Is the following what you trying to do?
spark.conf.set("spark.sql.autoBroadcastJoinThreshold", "0")
val df1 = (0 until 100).map(i => (i % 5, i % 13)).toDF("x", "y")
val df2 = (0 until 100).map(i => (i % 7, i % 11)).toDF("x", "y")
df1.write.format("parquet").bucketBy(8, "x", "y").saveAsTable("t1")
df2.write.format("parquet").bucketBy(8, "x", "y").saveAsTable("t2")
val t1 = spark.table("t1")
val t2 = spark.table("t2")
val joined = t1.join(t2, Seq("x", "y"))
joined.explain
I see no exchange:
== Physical Plan ==
*(3) Project [x#342, y#343]
+- *(3) SortMergeJoin [x#342, y#343], [x#346, y#347], Inner
:- *(1) Sort [x#342 ASC NULLS FIRST, y#343 ASC NULLS FIRST], false, 0
: +- *(1) Project [x#342, y#343]
: +- *(1) Filter (isnotnull(x#342) && isnotnull(y#343))
: +- *(1) FileScan parquet default.t1[x#342,y#343] Batched: true,
Format: Parquet, Location: InMemoryFileIndex[file:/], PartitionFilters: [],
PushedFilters: [IsNotNull(x), IsNotNull(y)], ReadSchema:
struct<x:int,y:int>, SelectedBucketsCount: 8 out of 8
+- *(2) Sort [x#346 ASC NULLS FIRST, y#347 ASC NULLS FIRST], false, 0
+- *(2) Project [x#346, y#347]
+- *(2) Filter (isnotnull(x#346) && isnotnull(y#347))

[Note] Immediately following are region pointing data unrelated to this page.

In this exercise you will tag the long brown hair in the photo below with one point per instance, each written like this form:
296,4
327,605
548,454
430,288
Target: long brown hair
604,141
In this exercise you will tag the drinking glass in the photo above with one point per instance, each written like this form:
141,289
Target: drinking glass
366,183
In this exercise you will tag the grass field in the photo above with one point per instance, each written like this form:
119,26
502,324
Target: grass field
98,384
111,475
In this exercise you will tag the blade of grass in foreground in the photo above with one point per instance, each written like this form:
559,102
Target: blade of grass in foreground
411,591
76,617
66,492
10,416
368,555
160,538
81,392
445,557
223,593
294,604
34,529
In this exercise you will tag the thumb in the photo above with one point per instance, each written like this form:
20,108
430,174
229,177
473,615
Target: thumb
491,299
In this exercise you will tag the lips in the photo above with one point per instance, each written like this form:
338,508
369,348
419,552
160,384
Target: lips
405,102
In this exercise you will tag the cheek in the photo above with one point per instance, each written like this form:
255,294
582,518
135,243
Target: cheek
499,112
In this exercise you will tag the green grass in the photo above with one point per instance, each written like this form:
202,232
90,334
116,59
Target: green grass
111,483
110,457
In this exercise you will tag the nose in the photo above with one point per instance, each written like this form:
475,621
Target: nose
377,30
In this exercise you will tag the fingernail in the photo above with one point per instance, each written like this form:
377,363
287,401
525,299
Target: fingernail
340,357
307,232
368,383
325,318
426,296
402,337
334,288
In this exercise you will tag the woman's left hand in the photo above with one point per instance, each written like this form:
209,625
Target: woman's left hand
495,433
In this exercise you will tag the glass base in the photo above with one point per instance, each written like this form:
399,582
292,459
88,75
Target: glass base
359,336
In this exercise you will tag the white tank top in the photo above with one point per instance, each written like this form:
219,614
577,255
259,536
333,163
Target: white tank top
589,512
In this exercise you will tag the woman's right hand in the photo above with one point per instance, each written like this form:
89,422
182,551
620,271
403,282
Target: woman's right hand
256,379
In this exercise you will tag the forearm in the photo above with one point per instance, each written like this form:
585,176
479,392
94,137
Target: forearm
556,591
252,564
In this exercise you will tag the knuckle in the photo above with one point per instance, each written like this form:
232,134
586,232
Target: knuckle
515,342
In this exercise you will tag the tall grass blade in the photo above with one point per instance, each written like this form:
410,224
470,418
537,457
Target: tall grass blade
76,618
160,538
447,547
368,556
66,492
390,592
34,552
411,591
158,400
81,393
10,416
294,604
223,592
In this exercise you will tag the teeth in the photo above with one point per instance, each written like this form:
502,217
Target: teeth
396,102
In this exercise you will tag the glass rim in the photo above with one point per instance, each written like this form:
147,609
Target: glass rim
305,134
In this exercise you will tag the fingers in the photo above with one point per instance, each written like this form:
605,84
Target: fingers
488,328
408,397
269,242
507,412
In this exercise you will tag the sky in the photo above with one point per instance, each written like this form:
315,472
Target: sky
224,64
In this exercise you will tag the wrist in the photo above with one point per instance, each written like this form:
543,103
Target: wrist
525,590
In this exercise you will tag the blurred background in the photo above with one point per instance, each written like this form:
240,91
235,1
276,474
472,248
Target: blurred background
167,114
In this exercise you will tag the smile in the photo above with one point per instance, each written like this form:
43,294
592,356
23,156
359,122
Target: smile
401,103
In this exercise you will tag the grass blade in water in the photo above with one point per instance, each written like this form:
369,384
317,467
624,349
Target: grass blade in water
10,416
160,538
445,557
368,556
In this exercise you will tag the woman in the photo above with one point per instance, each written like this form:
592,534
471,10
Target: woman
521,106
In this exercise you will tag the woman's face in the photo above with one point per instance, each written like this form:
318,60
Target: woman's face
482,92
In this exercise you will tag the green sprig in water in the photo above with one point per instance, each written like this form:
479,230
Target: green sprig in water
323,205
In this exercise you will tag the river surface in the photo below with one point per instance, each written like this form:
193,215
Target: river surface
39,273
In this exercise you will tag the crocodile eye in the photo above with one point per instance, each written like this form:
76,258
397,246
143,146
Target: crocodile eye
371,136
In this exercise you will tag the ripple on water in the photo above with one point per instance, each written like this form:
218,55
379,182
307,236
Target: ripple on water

+- *(2) FileScan parquet default.t2[x#346,y#347] Batched: true,
Format: Parquet, Location: InMemoryFileIndex[file:/], PartitionFilters: [],
PushedFilters: [IsNotNull(x), IsNotNull(y)], ReadSchema:
struct<x:int,y:int>, SelectedBucketsCount: 8 out of 8
On Sun, May 31, 2020 at 2:38 PM Patrick Woody <[email protected]>
wrote:
> Hey Terry,
>
> Thanks for the response! I'm not sure that it ends up working though - the
> bucketing still seems to require the exchange before the join. Both tables
> below are saved bucketed by "x":
> *(5) Project [x#29, y#30, z#31, z#37]
> +- *(5) SortMergeJoin [x#29, y#30], [x#35, y#36], Inner
> :- *(2) Sort [x#29 ASC NULLS FIRST, y#30 ASC NULLS FIRST], false, 0
> * : +- Exchange hashpartitioning(x#29, y#30, 200)*
> : +- *(1) Project [x#29, y#30, z#31]
> : +- *(1) Filter (isnotnull(x#29) && isnotnull(y#30))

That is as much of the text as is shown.